Sassafras, Part 49
Rick
If only I could tell what she was thinking. I had done everything but beg her to stay, but she just stared at me like she’d rather walk across hot coals or broken glass. Did she hate Sassafras that much, or was it me? If I wasn’t on probation I would move to New York and never look back. I thought about telling Boyd I wanted out. I didn’t care if he busted Sneider or not anymore. If he didn’t have enough evidence it wasn’t my fault. Joan may not want to move back to Sassafras, but maybe she would move to St. Louis, or Kansas City. Boyd would be pissed, but so what? If it was a choice between spending four and a half years on probation with Joan, or staying in Sassafras and watching her fly back to New York, I would pick probation.
Then I thought about Jenny. I still didn’t know what happened to her, but I could tell Sneider was up to his eyeballs in it. What would Joan do if she found out I knew he was involved in Jenny’s death all along, he might even be the person who killed her, and I just walked away? She would think I was just a selfish pig, only interested in myself, and she would be right. I couldn’t stop now. Like it or not, I was stuck in Sassafras. I needed to find a way to convince her to stay.
“Why are you so determined to go back to New York, anyway?”
”Didn’t we already go over this?”
”I’m still waiting for a better answer than ‘just because’.”
“I live in New York, Rick.
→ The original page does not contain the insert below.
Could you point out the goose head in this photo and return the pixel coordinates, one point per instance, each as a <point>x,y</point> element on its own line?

That’s where I work, that’s where I live. You want me to give up my job and my apartment, my whole life. I don’t know if I can do that. I wouldn’t have anything if I moved back here.”
“You would have me.”
“Right now. Face it, Rick. I’m just some woman you picked up in a bar.”
“Oh, is that what you think? You’re just some woman I picked up?” It hurt hearing her say that because I knew it wasn’t true. It would have been true if I met her before I did time. Trusting me back then would have been a big mistake.
“Rick, you don’t understand. You act like I’m something special, but I’m not.”
“Oh, that’s right. I forgot. You’re just some random woman I picked up in a bar.”
“Well, I am. Don’t tell me Thursday night you were sitting around and just had a hunch that the woman of your dreams was probably at Tanner’s having a beer?”
“No, I was just lucky. Very, very lucky.” I looked at her and thought what an understatement that was. At least it would be if I could convince her to stay. “When you walked into the police station I couldn’t take my eyes off you. After you left I kept seeing you everywhere I went. At Don’s, at Wal-Mart. You were everywhere. When I saw you at Tanner’s I wanted to talk to you, but I was so nervous I couldn’t think of anything to say.”
“You were nervous? Why?”
“Why? Because I’m nobody, Joan. I’m an ex-con. I work in a dog food factory. I live in the No-Tell Motel. Not exactly much of a catch. Why would you want to have anything to do with me?”
“Because you made me laugh. Because I love your smile, and your eyes. Because I love the way I feel when I’m with you.”
“But not enough to stay.”
“I want to stay, Rick. I do. It just scares me. What if this doesn’t work out? When something’s too good to be true, it usually is, and this is way too good to be true. I don’t know what I’d do if I moved here and then you met somebody else. At least if you could move to New York I would still have my job and my apartment, and I wouldn’t see you with her everywhere I went.”
“Joan, there is no her. I don’t want anybody but you. You’re everything I ever wanted. You’re perfect. I wouldn’t change anything about you. I just want you to stay.”
“I’ll think about thinking about it,” she finally said, leaning up against me, her head resting on my chest.
‘Take what you can get, you idiot,’ I told myself, but I knew I wouldn’t listen to anybody, not even myself. “Think about this, too,” I told her and kissed her. I wanted it to be a kiss she wouldn’t forget, one she would still remember when we were both old and gray. I held her face between my hands, lifting her lips to mine, and kissed her gently at first. I moved one hand back into her hair while I caressed her cheek with the other hand. When I felt her tongue searching for mine I pressed against her lips harder, my tongue pushing her mouth open wider. I brushed her hair back, then moved my hand down and put my arm around her shoulders, pulling her close. I wanted to hold her like that and kiss her all night long, feel her tongue playing against mine, her body pressing against me.
“Okay, okay, I give up. I’ll think about it,” she whispered. “Do you always get what you want?”
“That’s up to you.” I was starting to feel hopeful. At least she was going to think about staying. “Come on, Babe, we really ought to get going. Jenny’s car isn’t going to fix itself.”
“Back to the real world.” She didn’t sound very thrilled. “I’d rather stay here.”
“That’s what I’ve been saying.”
“I meant tonight, not forever.”
“You want to spend the night here?”
“Maybe. I don’t know. I should go home and spend some time with Billy, but I’d rather stay here with you.”
“Okay, but you’re mine tomorrow night.”
“It’s a date,” she said and kissed me.